Use of multivariate joint modeling in an epidemiologic study of mortality in the presence of measurement error, correlation, and skewness
64th ISI World Statistics Congress - Ottawa, Canada
Format: CPS Abstract
Session: CPS 77 - Statistics and mortality
Wednesday 19 July 8:30 a.m. - 9:40 a.m. (Canada/Eastern)
A substantial proportion of global deaths from all causes and diseases is attributed to lifestyle risk factors such as unhealthy diets. The risk factors can either be assessed at baseline or longitudinally, and are often correlated, skewed distributed and measured with error in epidemiologic studies such as the US National Health and Nutrition Examination Survey (NHANES) linked to the National Death Index (NDI) mortality.

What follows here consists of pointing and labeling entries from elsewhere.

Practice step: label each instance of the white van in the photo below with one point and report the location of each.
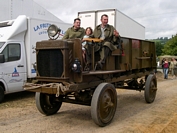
(17, 50)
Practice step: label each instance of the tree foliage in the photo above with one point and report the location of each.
(170, 47)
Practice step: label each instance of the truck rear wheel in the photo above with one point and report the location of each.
(104, 104)
(1, 93)
(150, 88)
(46, 104)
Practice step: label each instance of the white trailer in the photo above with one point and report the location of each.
(18, 39)
(11, 9)
(126, 26)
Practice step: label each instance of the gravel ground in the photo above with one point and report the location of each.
(19, 114)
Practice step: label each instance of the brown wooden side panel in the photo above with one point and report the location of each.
(136, 48)
(146, 52)
(125, 58)
(77, 54)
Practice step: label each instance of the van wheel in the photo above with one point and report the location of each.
(104, 104)
(46, 104)
(1, 93)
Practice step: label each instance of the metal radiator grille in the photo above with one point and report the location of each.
(50, 63)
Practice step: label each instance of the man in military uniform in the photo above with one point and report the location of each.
(75, 31)
(110, 37)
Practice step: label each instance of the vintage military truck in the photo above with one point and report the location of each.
(61, 76)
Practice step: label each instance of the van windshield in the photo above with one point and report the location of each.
(1, 44)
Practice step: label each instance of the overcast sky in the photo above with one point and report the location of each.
(159, 17)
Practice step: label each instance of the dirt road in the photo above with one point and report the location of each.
(20, 115)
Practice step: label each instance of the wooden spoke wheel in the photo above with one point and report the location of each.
(46, 103)
(150, 88)
(104, 104)
(1, 93)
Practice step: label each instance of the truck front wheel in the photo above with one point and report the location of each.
(1, 93)
(104, 104)
(46, 104)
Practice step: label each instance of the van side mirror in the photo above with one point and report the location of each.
(2, 59)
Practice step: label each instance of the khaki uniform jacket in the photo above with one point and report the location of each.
(72, 33)
(110, 39)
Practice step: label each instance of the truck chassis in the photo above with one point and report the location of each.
(57, 82)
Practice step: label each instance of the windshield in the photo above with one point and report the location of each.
(1, 44)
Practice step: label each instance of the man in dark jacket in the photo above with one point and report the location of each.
(109, 35)
(75, 32)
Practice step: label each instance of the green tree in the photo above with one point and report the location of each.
(170, 47)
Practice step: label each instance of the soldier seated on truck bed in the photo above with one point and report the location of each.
(75, 31)
(110, 37)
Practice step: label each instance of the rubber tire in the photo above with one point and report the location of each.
(150, 88)
(98, 104)
(46, 105)
(1, 93)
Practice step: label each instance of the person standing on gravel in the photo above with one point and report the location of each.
(165, 66)
(172, 67)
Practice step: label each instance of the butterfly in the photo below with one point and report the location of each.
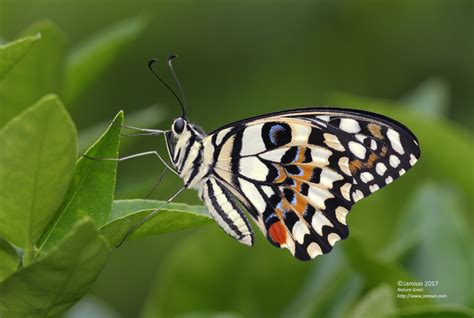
(297, 173)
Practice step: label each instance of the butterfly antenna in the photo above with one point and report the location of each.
(170, 64)
(150, 66)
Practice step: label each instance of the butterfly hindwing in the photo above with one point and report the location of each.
(298, 173)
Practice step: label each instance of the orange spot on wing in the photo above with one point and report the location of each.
(371, 160)
(307, 172)
(301, 151)
(277, 233)
(281, 174)
(355, 165)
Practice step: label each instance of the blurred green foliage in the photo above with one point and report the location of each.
(410, 60)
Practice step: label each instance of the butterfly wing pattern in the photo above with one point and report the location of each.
(298, 173)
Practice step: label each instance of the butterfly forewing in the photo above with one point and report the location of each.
(299, 172)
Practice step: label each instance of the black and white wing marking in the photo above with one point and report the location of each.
(298, 173)
(225, 211)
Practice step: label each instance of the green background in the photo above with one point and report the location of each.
(411, 60)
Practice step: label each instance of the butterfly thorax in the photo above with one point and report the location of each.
(186, 151)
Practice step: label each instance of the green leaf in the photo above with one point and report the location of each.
(92, 57)
(378, 302)
(434, 312)
(38, 150)
(213, 263)
(322, 291)
(37, 74)
(430, 99)
(442, 231)
(91, 306)
(376, 270)
(11, 53)
(53, 283)
(144, 118)
(174, 217)
(92, 190)
(9, 259)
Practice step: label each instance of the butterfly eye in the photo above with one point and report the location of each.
(178, 125)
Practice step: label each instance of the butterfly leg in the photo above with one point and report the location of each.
(141, 154)
(149, 216)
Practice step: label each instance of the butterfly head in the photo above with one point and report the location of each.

We applied multivariate joint modeling (MJM) approach to assess the association of four longitudinal dietary intakes (cholesterol, total fat, dietary fiber, and energy) and a set of baseline factors (sex, age, and Body Mass Index) with time-to-death due to all causes among NHANES participants accounting for measurement error, skewness, and correlation in the longitudinal dietary intakes. We subsequently applied MJM with a random intercept association structure to estimate the baseline effects of longitudinal dietary intakes and compared the results with those from the standard method that uses observed baseline values.
The MJM resulted in stronger associations than the mean method for the longitudinal dietary intake variables. With MJM, the logarithm of hazard ratio (log HR) for dietary fiber intake increased by ~ 14 times (from logHR = -0.04 to -0.60), translating into relative hazard of death of 0.55 (95% Credible Interval, CI: 0.45; 0.65) with the MJM and 0.96 (95% CI: 0.95; 0.97) with the mean method. The logHR for baseline effect estimates from the standard method were severely attenuated, even masking the significance of some variables. For instance, we estimated the relative hazard of death at baseline for dietary fiber intake as 0.79 (95%CI: 0.73; 0.85) with MJM and 0.97 (95%CI: 0.96; 0.98) with the standard method. The MJM provides an efficient modeling approach to adjust for random measurement error in correlated and skewed distributed multiple longitudinal outcomes, when estimating their associations with an event.